Trees were never as tall from the ground as they were when we were up in their branches. And maybe it's because you're afraid of heights but you still sat on that mountain with me and wanted to climb a tall tree in the first place, or maybe it's that you didn't want to let go when I was in your arms after you rescued me from being stuck in that damn tree, but I think I'm in love with you.
I didn't want to say that, but there it is.
I didn't want to say that, but there it is.
I think I might be in love with you.
Maybe it's not so much in love with you as in love with the idea of being with you. And that might seem silly, that I have to make that distinction, because honestly it's worse for me if I don't.
Because I'm terrified that it won't last, it won't be real, it won't matter in the morning.
Things hardly ever matter in the morning.
Is it wrong of me to hope? Is it okay for me to break my rules and some of his and maybe even some of yours? Because you make me want to break all of them. You make me want to just grab your hand and not look back at the destruction I'm leaving behind.
You make me want to be even crazier than I already am.
And you told me I'm crazy. You admitted you admired that, that you wished you could be as spontaneous and crazy as I was.
Well hello darling, what are you waiting for?

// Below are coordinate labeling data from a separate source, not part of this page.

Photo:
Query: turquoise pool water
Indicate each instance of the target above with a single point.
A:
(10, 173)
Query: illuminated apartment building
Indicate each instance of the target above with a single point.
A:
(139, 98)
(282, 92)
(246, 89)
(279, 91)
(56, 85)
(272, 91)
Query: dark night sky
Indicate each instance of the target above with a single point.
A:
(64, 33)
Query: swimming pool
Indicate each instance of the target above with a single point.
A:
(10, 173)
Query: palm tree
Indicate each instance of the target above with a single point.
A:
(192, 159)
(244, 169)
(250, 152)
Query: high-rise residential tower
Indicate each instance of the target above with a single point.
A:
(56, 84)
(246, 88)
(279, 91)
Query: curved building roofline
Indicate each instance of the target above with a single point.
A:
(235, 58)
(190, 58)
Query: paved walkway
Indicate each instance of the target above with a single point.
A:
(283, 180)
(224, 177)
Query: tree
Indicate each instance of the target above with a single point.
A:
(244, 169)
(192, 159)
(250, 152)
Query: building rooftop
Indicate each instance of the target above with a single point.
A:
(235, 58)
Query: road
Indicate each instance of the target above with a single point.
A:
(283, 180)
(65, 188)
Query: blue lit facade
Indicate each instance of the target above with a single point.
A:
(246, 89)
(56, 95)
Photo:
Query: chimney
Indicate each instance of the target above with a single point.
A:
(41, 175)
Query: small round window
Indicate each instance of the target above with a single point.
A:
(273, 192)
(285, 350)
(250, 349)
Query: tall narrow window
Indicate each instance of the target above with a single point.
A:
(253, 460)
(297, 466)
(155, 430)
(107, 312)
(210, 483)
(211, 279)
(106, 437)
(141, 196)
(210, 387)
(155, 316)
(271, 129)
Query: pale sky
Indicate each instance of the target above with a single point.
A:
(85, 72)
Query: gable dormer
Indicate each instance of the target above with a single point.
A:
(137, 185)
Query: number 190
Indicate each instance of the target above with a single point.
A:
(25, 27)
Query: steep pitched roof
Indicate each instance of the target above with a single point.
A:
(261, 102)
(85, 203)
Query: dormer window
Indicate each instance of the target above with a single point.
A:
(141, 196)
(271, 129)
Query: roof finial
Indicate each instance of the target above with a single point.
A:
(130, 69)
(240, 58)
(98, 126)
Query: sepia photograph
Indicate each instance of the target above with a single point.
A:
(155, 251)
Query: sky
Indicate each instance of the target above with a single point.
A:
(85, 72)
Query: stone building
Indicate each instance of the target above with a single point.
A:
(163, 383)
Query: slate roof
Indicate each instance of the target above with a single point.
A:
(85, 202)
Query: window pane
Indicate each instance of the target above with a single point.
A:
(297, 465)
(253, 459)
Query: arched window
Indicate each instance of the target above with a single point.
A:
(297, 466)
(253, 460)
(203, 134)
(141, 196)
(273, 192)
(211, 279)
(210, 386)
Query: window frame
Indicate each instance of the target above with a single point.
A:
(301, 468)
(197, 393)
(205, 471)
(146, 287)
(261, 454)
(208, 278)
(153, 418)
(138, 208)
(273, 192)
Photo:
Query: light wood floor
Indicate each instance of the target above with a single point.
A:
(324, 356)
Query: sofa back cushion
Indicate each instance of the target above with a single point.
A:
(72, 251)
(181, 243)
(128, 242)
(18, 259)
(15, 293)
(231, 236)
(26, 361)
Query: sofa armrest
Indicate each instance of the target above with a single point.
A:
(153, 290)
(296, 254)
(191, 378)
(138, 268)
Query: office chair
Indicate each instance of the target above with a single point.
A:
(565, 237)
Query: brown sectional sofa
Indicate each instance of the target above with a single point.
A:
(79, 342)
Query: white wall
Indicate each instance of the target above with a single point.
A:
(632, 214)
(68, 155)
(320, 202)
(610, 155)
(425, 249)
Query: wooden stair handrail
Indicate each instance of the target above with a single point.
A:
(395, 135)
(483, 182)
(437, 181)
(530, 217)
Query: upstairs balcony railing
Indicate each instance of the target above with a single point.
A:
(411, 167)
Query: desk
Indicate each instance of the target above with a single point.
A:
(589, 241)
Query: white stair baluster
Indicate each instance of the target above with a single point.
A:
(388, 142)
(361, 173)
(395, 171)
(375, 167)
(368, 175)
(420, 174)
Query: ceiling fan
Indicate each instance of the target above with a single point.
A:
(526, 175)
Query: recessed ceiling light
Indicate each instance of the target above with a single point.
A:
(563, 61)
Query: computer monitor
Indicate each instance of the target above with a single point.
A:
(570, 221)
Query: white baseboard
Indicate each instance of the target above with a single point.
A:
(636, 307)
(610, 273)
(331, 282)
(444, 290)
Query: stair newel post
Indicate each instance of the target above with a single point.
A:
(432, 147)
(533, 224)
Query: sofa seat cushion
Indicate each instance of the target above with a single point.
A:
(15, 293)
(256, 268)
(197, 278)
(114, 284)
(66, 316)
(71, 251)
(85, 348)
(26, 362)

Your golden opportunity has arrived in the form of a girl at least a foot shorter than you with a penchant for boys who smoke.
I might be in love with you and you might have a piece inside of you that's ready to be in love with me too and I'm sorry I'm so impatient, but I promise I'll wait for you.
Even if the next two weeks until I can see you again do feel like eternity.
Sincerely,
xx
Blue
I like this writing. It has a lot of character.